# CALLING IN THE COLD?



## WARDEN247 (Sep 7, 2004)

When the weather does turn cold and you are blowing a short reed, do you wear gloves while calling or not? Are most people using pockets or hand warming sleeves to keep your hands from freezing?


----------



## gandergrinder (Mar 10, 2002)

I can't call with a pair of gloves on. The sound is muffled and sounds strange. I try to wear gloves when not calling. I just tough it out when its cold and call without gloves on.


----------



## Nodak Duke (Oct 14, 2003)

I'll second that... It builds character (and chapped hands  )


----------



## dblkluk (Oct 3, 2002)

I use a hand warmer that you wear around your waist. Throw a couple of those hot hand packs in there an you're good to go! I only wear gloves when we're stting up and tearing down.


----------



## nodakoutdoors.com (Feb 27, 2002)

Hand warmers are the way to go. I think the boyz should go in on a case to save $$$. If they don't get used during the late season, they'll certainly get used for ice fishing season.


----------



## duckbuster808 (Apr 27, 2004)

i have to agree with chris and dblkluk hand warmers are the best thing to do because gloves make the call sound really corny and muffled....hand warmers on the other hand give warmth and you can get your hands out fast enough to call or to shoot.....that comes in handy for ducks that buzz by quick! :lol:


----------



## Remmi_&amp;_I (Dec 2, 2003)

Handwarmers???????????? I would call you all a bunch of sissy prettyboy quarterbacks, but..............since I played wide receiver I can't say much! It's amazing how my 40 yd dash got faster with a 250lb chasing me!


----------



## Ryan_Todd (Apr 11, 2004)

i too like to use the hand warmer that you wear around your waste. you can't call with gloves on. it just doesn't sound right.


----------



## TANATA (Oct 31, 2003)

Remmi_&_I said:


> Handwarmers???????????? I would call you all a bunch of sissy prettyboy quarterbacks, but..............since I played wide receiver I can't say much! It's amazing how my 40 yd dash got faster with a 250lb chasing me!

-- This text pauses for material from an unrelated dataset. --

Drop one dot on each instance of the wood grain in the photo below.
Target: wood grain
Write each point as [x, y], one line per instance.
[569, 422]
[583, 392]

I wonder how fast you would run with our 300 pound sophomore chasing you. But anyways I like the handwarmers too, don't mind a couple of the cheap heat packs either.


----------



## tombuddy_90 (Aug 5, 2004)

yea hand warmers all the way. only have gloves before shooting hours and taking down. gloves get wet in water when picking up then frezze anyway.

like foot warmers too!!!


----------



## NEgoosebuster (Sep 23, 2003)

I use the Avery muff- has shell loops, a couple velcro pockets, and a zippered pocket as well. Stick a handwarmer in there and your hands stay very warm. Best 25 dollars I spent last year for sure. :beer:


----------



## buckseye (Dec 8, 2003)

What do you do to keep the calls from freezing? calls not balls :lol:


----------



## dblkluk (Oct 3, 2002)

Some guys put the calls in their jackets to keep them warm. I have tried this and it doesn't work for me, I'm always fumbling and grabbing the wrong call or forgetting to put them back in. I just let em freeze and when its go time, close my hands tight and blow softly through the call (not making any noise) until it thaws, which is just a second or two.


----------



## buckseye (Dec 8, 2003)

Thanks dblkluk....thats what I do too. I'm hoping for a new solution though.


----------



## Rusty Hallock (Aug 21, 2004)

Most of the time I do not wear gloves except if it gets extremely cold and windy. When the conditions are brutal, I use Avery's Callers Gloves. I got a pair late last season and loved them. They provide warmth to your hands while not effecting the sound of your call. The gloves protect the back of your hands, while leaving the palm of your hands exposed. This eliminates the muffled sound you get while using gloves when you are calling.


----------



## DeltaBoy (Mar 4, 2004)

Maybe the calls needs some kind of protection of there own... Have your ever heard of a glove for calls? Could leave just a little bit for the mouth of the call so you could blow. I might need to buy a handwarmer before we go to Sask. It looks like it's going to be cold...


----------



## dblkluk (Oct 3, 2002)

I've thought of coming up with some kind of sleeve like that DB. The only problem is unlike the human body, calls don't produce heat of their own, so as soon as you quit blowing through them, they will freeze.


----------